Method 1 (Substitution): One way to solve this is to take the first equation of the system, #x-4y=6#, and solve it for #x# in terms of #y# to get #x=4y+6#. Then plug this into the second equation to make #3x+4y=10# become #3(4y+6)+4y=10#, which simplifies to #12y+18+4y=10#, then #16y=-8#, then #y=-1/2#.
Now use the equation #x=4y+6# to find #x#: #x=4*(-1/2)+6=-2+6=4#.
The answer is the point #(x,y)=(4,-1/2)#.
(BTW, all this work implies the only possible solution is #(x,y)=(4,-1/2)# (so if it is a solution, it is unique). You can confirm it truly is a solution by substitution back into the original system (checking your work proves it is a solution).)

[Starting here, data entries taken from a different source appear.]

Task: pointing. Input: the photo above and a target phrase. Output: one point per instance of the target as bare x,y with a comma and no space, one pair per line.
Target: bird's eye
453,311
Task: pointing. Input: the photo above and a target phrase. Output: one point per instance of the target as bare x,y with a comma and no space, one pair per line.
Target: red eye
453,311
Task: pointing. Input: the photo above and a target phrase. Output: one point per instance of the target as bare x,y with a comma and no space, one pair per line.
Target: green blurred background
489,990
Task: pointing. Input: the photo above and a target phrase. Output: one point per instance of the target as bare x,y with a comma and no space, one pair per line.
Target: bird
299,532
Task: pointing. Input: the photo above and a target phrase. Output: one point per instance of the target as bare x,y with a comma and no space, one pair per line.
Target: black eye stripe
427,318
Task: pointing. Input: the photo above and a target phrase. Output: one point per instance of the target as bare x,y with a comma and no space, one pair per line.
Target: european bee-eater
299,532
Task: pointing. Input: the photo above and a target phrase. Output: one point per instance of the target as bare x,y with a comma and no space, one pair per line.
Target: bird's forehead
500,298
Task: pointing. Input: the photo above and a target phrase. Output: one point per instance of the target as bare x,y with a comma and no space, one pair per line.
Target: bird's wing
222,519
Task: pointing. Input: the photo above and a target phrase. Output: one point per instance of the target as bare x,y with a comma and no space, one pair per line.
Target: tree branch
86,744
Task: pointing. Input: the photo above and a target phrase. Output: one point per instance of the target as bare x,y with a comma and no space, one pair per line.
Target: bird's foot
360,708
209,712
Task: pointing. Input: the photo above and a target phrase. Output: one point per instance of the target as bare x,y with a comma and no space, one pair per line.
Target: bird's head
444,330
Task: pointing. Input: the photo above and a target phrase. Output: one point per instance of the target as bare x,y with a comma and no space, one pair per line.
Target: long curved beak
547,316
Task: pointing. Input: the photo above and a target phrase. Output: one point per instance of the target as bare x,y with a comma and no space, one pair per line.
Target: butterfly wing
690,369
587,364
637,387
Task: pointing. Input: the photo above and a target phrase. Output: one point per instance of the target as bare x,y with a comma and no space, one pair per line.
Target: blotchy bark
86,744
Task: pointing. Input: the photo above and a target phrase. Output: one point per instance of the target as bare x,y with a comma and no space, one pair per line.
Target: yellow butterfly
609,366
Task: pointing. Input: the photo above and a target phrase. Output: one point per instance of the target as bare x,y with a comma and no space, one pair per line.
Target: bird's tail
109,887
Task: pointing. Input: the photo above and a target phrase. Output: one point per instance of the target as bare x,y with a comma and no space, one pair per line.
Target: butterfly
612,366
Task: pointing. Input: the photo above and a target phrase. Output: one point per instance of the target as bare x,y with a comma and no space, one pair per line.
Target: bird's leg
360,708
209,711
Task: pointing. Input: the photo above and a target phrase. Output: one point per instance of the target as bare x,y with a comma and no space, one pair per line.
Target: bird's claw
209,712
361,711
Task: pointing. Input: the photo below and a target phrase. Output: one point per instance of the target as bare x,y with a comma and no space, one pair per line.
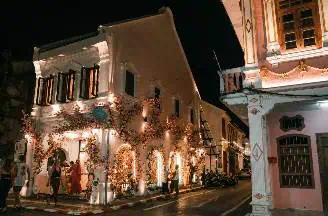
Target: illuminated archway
155,168
124,168
176,159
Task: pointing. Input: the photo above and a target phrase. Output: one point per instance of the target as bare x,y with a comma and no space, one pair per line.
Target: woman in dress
7,175
76,178
55,180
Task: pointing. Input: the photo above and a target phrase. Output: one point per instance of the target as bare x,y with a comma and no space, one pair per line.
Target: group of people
55,180
13,174
173,178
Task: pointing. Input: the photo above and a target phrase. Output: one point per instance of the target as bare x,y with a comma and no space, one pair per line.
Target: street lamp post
106,166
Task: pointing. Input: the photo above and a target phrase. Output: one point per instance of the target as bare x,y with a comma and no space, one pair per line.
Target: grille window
129,83
44,94
299,24
295,161
89,82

Method 2 (Elimination): Notice that the #-4y# in the first equation and the #4y# in the second equation will cancel if we add the two equations. Do so to get: #4x=16# so #x=4#. Then substitute this into either of the original equations to get, for instance #4-4y=6# so #4y=-2# and #y=-1/2#, resulting in #(x,y)=(4,-1/2)#.

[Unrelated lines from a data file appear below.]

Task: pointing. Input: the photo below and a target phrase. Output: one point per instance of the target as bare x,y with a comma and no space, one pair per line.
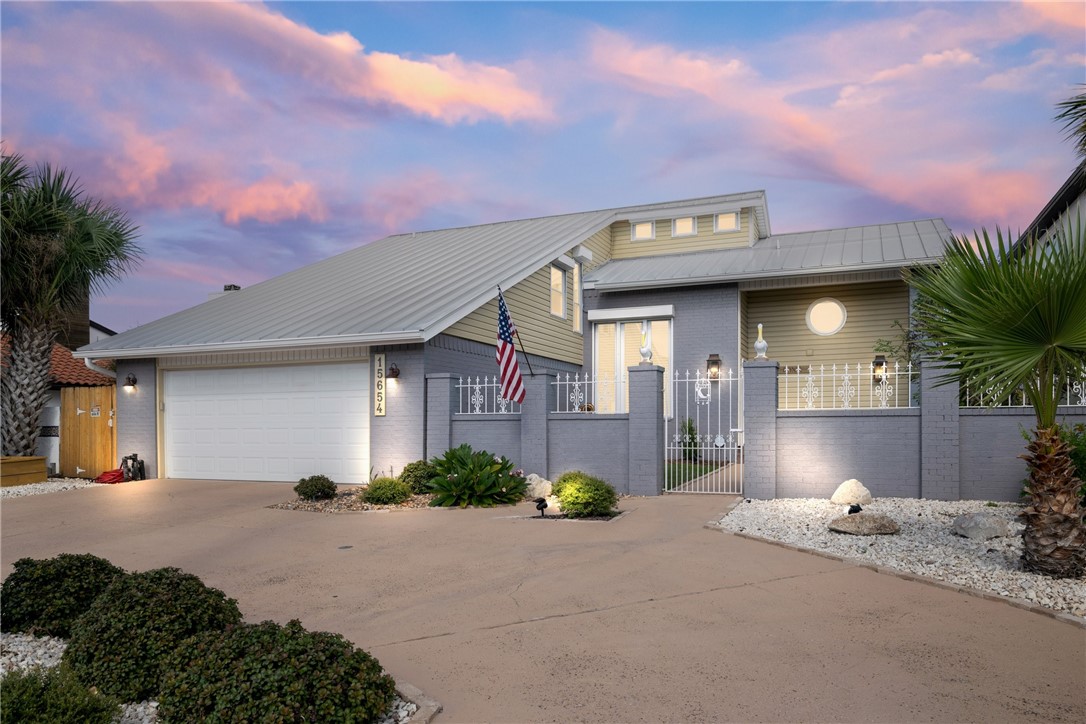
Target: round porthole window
825,316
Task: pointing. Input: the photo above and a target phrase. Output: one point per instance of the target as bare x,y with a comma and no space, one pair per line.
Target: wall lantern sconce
880,368
712,366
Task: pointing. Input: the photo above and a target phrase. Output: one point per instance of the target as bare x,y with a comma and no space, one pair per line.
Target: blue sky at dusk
250,139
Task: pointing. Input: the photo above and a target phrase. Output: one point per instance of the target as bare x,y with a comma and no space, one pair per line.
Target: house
291,377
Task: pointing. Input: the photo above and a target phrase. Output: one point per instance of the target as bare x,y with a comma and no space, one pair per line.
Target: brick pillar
939,469
533,439
441,404
759,429
646,430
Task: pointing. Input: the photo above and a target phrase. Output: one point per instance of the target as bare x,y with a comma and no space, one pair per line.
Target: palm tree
58,246
1073,115
1019,321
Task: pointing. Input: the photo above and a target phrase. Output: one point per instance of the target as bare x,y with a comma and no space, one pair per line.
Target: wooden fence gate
88,435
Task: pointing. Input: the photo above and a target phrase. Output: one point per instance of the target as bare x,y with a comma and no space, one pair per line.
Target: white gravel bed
25,651
51,485
925,546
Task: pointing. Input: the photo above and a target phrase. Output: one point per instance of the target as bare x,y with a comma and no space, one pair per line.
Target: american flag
513,386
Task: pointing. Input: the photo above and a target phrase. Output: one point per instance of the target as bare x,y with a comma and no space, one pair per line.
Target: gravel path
25,651
925,546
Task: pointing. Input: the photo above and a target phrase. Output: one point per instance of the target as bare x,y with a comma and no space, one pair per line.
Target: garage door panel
268,423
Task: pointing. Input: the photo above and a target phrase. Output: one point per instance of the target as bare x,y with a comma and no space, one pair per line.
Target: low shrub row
164,633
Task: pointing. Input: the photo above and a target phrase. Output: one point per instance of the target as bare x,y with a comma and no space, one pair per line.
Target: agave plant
465,478
1017,319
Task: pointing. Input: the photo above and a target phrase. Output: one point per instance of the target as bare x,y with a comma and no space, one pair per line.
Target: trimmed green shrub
418,474
52,696
270,673
316,487
45,596
467,478
584,496
387,491
120,644
565,478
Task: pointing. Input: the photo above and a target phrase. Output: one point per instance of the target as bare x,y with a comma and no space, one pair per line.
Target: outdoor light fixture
880,368
712,366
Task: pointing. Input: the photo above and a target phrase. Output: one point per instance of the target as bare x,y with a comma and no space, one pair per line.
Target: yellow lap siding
529,304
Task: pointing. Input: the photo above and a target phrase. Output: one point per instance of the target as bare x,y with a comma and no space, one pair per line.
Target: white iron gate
704,434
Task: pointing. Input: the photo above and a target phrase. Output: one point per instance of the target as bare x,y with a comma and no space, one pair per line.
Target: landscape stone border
1017,602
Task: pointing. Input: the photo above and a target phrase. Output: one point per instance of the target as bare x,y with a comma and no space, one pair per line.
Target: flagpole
517,332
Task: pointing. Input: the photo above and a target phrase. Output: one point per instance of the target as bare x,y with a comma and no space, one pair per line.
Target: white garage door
278,423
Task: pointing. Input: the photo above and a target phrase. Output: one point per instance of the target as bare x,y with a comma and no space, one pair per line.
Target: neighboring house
277,381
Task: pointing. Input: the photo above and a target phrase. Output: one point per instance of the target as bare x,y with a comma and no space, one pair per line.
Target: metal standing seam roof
854,249
404,288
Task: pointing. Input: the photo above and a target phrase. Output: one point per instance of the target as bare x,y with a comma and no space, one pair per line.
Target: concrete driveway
649,618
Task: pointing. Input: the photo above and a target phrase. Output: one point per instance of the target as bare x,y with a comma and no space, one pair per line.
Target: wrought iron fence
1072,393
862,385
482,395
581,392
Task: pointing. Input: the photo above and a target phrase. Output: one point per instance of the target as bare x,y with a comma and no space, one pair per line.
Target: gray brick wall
399,437
494,433
990,442
816,452
759,429
646,430
595,444
137,414
939,474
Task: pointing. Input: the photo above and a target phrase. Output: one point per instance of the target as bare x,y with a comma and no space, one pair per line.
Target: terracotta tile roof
65,370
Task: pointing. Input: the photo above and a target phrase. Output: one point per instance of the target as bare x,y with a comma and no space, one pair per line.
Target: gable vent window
685,226
729,221
643,230
825,316
557,291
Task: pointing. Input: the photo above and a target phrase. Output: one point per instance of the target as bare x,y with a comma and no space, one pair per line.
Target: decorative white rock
850,492
981,526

A picture of this situation is shown below. The equation #x-4y=6# is equivalent to #y=1/4 x-3/2# and is the red line with a slope of #1/4# and a #y#-intercept of #-3/2#. The equation #3x+4y=10# is equivalent to #y=-3/4x+5/2# and is the blue line with a slope of #-3/4# and a #y#-intercept of #5/2#.